球球了!不要收藏!已弃!辣鸡处女作品!
坐落在法国的朗香教堂,几只飞鸽在缀满流苏的欧式挂钟前盘旋。镜中的人,明眸皓齿,一席长裙随着风微微涟起。
‘待会儿看到他,他会喜欢吧…’高年漾心里琢磨着,握着白色山茶花的手紧了紧。
从十五岁到二十五岁,终于是手拿捧花为他婚纱落地了。

化妆间的门被打开了,宋亚轩穿着黑色西装走到高年漾跟前,双手很自然的扶上她的肩膀,力度不重不轻,冰凉纤细的骨节接触到裸露在的肌肤的那一刻,引起后者身体细微抖动了一下。
宋亚轩“高年漾,有意思是吧,是觉得我会爱上你吗?”
看着他嘴角戏谑的微笑,高年漾奈住砰砰的心跳,故作镇静。
高年漾“不试试怎么知道?”
宋亚轩“念念的昏迷至今都和你脱不了干系,你这样只会让我更厌恶你。”
高年漾“我说过我没有!”
一声怒呵,高年漾一手握住起伏的胸口,努力平缓气息,另一只手攥进捧花,指尖陷入掌心,晶莹的泪花在眼眶里流转,带着几分委屈滚淌下来。
他没在说什么,闭上化妆间的门就离开了。
婚礼上,钢琴家演奏的是高年漾小时候最喜欢的曲子《那女孩对我说》 ,父亲挽着她把她的手放到他掌心。拥吻的那一刻,宋亚轩只是蜻蜓点水般的在高年漾嘴角烙下一吻,一点点的温情,转瞬即逝。
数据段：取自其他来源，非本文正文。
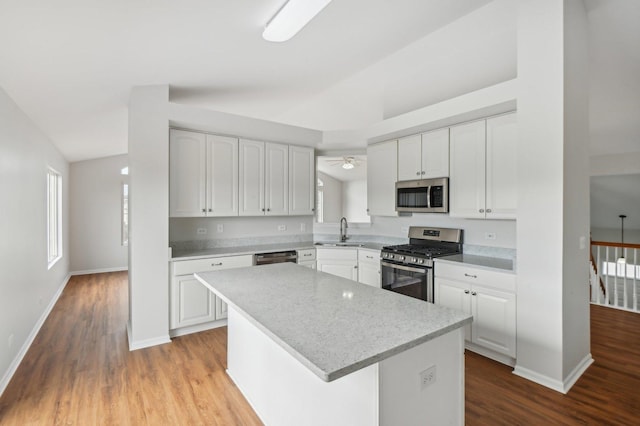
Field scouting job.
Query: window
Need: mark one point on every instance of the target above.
(54, 217)
(125, 208)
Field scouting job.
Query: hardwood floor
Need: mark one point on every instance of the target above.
(79, 371)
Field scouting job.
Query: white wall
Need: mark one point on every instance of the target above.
(95, 210)
(552, 196)
(148, 217)
(332, 196)
(27, 289)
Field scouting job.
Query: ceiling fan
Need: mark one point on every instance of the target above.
(346, 163)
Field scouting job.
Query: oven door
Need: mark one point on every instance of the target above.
(408, 280)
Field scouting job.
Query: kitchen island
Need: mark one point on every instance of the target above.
(306, 347)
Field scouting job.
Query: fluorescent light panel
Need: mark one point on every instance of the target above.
(291, 18)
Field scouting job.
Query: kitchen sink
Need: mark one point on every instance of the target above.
(338, 244)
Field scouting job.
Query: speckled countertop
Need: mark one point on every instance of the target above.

回到别墅时夜已深了,婚礼后就没再看到他身影,高年漾强颜欢笑的招待完剩下的客户赶了回去。
屋子里的灯还亮着,亚轩静静地站在窗户前,阳台傍晚的风吹的发丝纠缠凌乱。从这个角度,刚好可以看到他棱角分明的侧颜。
突然想起很多年前的夏天,那是第一次相遇,他就是这样穿着一件水手服站了玻璃橱窗前,那一天,仿佛所有如簇星火和美梦都如约而至地降临在了高年漾的生命中。
感觉身后怔怔的眼神,宋亚轩用余光往这边瞟了瞟,走到跟前时停留了几秒钟,耳边搁下一句话。
宋亚轩你睡床,我睡沙发
#高年漾“哦,好。”
说完便走向卧室,平复了几秒心情,试图压制住内心的波澜。手刚碰到门把手时,听到宋亚轩的手机铃声响了,接着便是一阵哭腔:“亚轩哥你快来看看我姐,医生说我姐脑中的瘀血块扩大了,可能有生命危险…”
宋亚轩“什么!我马上到医院。”
仓忙中只看见男人飞奔到门外,打开车门疯狂地在雨夜中行使,汽笛声响亮刺耳。在这个摇摇欲坠的黑夜里,别墅里只留下了一个娇小的身影。